From the latest issue of the JPE, Bronnenberg, Dhar and Dube write:
We document evidence of a persistent “early entry” advantage for brands
in 34 consumer packaged goods industries across the 50 largest U.S.
cities. Current market shares are higher in markets closest to a
brand’s historic city of origin than in those farthest. For six
industries, we know the order of entry among the top brands in each of
the markets. We find an early entry effect on a brand’s current market
share and perceived quality across U.S. cities. The magnitude of this
effect typically drives the rank order of market shares and perceived
quality levels across cities.
You'll find ungated versions here. The upshot is this:
Across 49 current leading national CPG brands, dating back to the late 1800s and early 1900s, we find that the current share in markets close to the city of origin, is, on average, 12 share (i.e., percentage) points higher than the national average of 22 percent.

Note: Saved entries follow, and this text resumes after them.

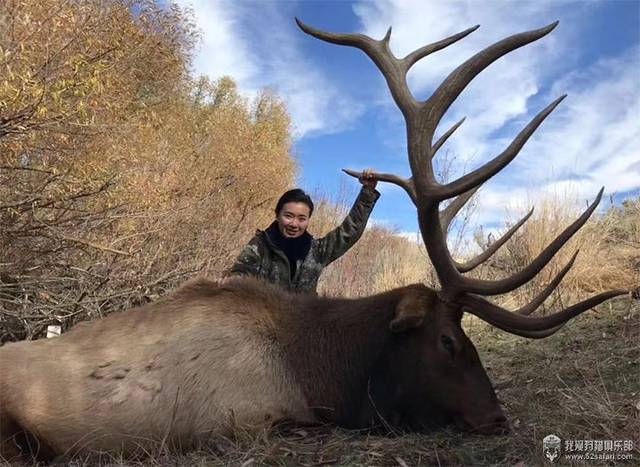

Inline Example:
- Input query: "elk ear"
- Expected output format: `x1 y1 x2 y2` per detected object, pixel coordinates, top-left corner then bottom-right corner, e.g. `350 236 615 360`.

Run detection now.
390 289 435 333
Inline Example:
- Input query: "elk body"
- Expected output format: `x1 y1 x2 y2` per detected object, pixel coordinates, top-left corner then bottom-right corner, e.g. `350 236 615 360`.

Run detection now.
2 278 507 461
0 18 631 463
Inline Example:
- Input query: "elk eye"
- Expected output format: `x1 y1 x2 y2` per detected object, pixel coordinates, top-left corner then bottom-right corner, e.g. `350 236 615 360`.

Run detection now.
441 335 455 356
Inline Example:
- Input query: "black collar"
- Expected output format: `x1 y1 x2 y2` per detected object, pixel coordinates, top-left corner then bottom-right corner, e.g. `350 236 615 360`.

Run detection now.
265 221 312 275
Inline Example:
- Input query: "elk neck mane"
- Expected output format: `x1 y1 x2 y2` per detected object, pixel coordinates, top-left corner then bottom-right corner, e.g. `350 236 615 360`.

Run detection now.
171 277 437 424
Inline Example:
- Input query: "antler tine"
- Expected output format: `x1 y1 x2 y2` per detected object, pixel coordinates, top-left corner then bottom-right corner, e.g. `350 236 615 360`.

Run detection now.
409 25 563 299
455 208 534 273
343 169 417 204
435 95 566 200
438 197 534 275
433 117 466 157
402 25 480 70
342 169 496 228
344 169 478 220
460 288 628 334
440 186 479 232
425 21 558 134
492 324 565 339
295 18 417 116
516 250 578 316
459 188 604 295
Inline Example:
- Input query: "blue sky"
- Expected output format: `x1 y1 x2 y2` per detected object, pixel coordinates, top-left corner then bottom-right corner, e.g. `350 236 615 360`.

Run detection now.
176 0 639 239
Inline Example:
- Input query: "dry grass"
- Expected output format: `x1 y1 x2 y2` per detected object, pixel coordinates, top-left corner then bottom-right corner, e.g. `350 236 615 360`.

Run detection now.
311 186 438 297
474 195 639 311
317 190 639 309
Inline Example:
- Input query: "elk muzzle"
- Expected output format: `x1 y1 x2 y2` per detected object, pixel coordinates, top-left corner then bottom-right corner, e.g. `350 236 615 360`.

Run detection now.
455 409 510 435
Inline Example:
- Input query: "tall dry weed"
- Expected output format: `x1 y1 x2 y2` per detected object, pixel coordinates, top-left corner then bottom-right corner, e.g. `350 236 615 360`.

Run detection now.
309 186 435 297
314 186 637 305
476 194 639 310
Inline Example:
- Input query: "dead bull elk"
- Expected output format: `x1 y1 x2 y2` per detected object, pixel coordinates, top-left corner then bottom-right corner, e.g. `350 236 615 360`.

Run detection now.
0 19 632 462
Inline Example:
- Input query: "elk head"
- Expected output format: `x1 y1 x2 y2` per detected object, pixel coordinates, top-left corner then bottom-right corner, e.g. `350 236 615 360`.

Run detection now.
365 287 508 434
296 19 629 434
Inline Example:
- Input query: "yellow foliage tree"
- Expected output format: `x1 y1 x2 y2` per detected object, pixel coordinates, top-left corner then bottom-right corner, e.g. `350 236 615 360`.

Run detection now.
0 1 295 341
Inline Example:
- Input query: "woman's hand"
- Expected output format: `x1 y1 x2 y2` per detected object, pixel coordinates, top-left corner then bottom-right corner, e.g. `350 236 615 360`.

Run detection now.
358 168 378 190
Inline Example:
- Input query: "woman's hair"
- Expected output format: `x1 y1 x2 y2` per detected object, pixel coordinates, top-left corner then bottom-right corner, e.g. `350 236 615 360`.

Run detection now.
275 189 314 217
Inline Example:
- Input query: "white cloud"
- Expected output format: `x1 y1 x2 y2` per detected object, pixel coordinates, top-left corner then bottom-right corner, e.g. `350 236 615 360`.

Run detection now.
176 0 364 139
177 0 257 86
472 46 640 228
179 0 638 219
350 0 639 230
531 48 640 193
274 67 365 139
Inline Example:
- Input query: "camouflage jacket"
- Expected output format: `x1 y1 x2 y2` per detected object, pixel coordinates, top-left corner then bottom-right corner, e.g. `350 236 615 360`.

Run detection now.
227 187 380 293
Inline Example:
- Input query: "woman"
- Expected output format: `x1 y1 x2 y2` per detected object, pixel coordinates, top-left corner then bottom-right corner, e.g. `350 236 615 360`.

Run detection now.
226 172 379 293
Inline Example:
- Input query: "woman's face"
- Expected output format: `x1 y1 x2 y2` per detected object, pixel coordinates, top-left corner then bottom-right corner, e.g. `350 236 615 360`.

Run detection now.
276 202 311 238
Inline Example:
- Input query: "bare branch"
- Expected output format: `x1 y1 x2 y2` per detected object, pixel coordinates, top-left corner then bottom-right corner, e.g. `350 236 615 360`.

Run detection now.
0 165 56 174
54 234 130 257
0 197 42 210
31 205 130 257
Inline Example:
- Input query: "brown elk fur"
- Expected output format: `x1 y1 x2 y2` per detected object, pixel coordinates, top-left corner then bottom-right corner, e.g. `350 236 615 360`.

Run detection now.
2 277 501 462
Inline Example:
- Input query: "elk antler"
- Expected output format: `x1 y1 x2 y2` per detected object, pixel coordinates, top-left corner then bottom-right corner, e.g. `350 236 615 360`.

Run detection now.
297 19 628 336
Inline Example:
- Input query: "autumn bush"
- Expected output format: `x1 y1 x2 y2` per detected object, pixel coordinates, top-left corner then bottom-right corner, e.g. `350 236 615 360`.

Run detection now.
0 0 294 341
470 194 639 311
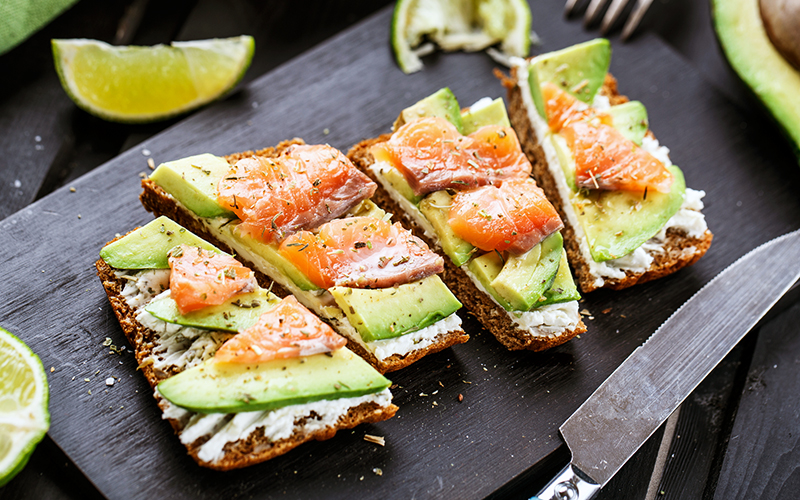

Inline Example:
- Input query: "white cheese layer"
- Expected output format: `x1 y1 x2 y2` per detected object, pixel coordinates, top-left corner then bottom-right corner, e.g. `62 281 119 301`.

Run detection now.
116 268 393 465
513 62 709 288
368 161 581 336
156 203 460 361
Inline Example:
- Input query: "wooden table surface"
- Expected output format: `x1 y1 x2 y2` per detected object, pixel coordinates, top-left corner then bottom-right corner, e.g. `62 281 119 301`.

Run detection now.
1 1 799 499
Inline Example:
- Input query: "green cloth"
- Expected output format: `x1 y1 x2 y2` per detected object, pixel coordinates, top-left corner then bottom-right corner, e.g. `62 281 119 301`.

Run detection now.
0 0 79 55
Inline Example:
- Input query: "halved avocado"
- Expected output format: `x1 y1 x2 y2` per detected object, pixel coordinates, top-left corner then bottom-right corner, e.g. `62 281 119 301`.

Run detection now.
713 0 800 159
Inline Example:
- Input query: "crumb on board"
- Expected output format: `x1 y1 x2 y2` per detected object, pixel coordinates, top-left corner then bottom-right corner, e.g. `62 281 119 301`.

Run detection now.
364 434 385 446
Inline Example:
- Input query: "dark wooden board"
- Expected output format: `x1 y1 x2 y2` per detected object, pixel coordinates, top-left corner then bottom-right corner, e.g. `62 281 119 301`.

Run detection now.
712 302 800 500
1 3 799 499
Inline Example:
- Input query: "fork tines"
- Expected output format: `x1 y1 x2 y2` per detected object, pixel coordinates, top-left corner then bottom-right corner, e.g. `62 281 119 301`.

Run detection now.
565 0 654 40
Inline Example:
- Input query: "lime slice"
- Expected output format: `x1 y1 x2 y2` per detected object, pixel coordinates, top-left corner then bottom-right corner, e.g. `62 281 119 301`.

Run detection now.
0 327 49 487
392 0 531 73
52 36 255 123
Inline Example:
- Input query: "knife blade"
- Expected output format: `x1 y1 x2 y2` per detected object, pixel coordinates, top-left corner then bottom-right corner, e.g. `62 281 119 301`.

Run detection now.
533 229 800 500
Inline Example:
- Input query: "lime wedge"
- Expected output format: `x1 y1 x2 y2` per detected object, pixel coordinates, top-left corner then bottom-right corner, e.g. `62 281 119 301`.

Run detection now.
0 327 49 487
52 36 255 123
392 0 531 73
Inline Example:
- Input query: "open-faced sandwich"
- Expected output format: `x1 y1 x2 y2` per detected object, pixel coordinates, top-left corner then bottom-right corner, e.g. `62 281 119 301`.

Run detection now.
502 39 713 293
347 89 586 352
139 141 467 373
96 216 397 470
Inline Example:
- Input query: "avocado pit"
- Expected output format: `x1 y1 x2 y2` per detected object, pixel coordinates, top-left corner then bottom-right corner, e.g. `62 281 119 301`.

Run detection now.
760 0 800 70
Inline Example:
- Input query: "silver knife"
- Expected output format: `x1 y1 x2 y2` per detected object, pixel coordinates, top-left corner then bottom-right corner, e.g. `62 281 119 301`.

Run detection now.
533 229 800 500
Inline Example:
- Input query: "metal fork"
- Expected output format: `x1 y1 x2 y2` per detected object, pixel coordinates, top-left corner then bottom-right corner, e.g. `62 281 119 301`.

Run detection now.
564 0 655 40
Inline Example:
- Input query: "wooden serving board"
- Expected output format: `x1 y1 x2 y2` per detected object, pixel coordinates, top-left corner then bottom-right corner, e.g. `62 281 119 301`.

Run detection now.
2 4 799 499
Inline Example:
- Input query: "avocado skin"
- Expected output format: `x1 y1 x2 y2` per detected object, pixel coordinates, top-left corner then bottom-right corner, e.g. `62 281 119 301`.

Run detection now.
713 0 800 160
330 275 462 342
100 216 222 269
157 348 391 414
146 288 279 332
149 154 235 218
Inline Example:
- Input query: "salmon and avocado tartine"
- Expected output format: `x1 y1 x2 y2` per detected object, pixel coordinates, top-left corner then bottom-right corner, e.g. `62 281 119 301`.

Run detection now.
348 89 586 352
139 141 468 373
505 39 712 293
96 217 397 470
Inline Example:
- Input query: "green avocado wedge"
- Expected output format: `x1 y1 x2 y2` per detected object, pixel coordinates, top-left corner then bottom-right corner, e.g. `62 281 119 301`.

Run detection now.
528 38 611 119
713 0 800 160
606 101 649 146
330 275 462 342
394 87 464 133
157 348 391 414
149 154 234 218
573 165 686 262
537 250 581 307
490 233 563 311
461 97 511 135
145 288 279 332
100 216 223 269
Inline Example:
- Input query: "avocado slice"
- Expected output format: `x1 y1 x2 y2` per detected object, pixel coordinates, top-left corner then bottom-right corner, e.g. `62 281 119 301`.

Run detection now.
394 87 464 133
461 98 511 134
157 348 391 414
330 275 462 342
550 133 578 191
573 165 686 262
606 101 649 146
490 232 563 311
380 164 424 205
418 190 475 266
536 250 581 307
528 38 611 119
468 251 513 310
713 0 800 159
222 223 320 291
149 154 235 218
100 216 223 269
145 288 279 332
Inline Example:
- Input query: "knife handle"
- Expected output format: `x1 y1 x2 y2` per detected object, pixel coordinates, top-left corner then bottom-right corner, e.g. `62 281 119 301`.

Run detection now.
531 463 600 500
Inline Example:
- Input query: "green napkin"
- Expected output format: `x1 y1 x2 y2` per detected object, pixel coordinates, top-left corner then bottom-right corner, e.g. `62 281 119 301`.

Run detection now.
0 0 79 55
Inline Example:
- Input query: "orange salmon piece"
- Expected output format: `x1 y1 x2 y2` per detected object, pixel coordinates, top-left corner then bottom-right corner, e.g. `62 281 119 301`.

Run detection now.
542 82 672 193
214 296 346 364
168 245 257 314
217 144 376 243
278 216 444 289
371 116 531 195
448 178 563 254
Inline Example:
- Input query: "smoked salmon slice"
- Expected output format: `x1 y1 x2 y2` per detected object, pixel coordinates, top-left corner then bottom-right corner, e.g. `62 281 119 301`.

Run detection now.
217 144 377 243
371 116 531 195
214 296 346 364
168 245 257 314
448 178 564 254
278 216 444 289
541 82 673 193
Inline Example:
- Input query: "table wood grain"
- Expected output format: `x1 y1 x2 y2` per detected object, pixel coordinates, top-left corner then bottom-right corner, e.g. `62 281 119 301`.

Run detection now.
2 1 800 499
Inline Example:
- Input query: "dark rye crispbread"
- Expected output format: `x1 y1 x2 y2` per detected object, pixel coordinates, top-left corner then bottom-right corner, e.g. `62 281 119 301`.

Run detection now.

What's amazing is how long these effects — however they are motivated — last. Miller Beer was introduced to Chicago in 1856 (a very early launch though technically not its first city) and it still has an advantage there, relative to other cities. Heinz Ketchup originated in Pittsburgh in 1876 and it still has an market share advantage there, again relative to other cities.
What is the mechanism? Is it that durable relationships with retailers persist for a very long time? Do area consumers develop the brand habit and pass it down across the generations? Or is the brand from a particular area better suited for people of that area in the first place, perhaps for reasons which are demographic or ethnic in nature and somewhat persistent through time?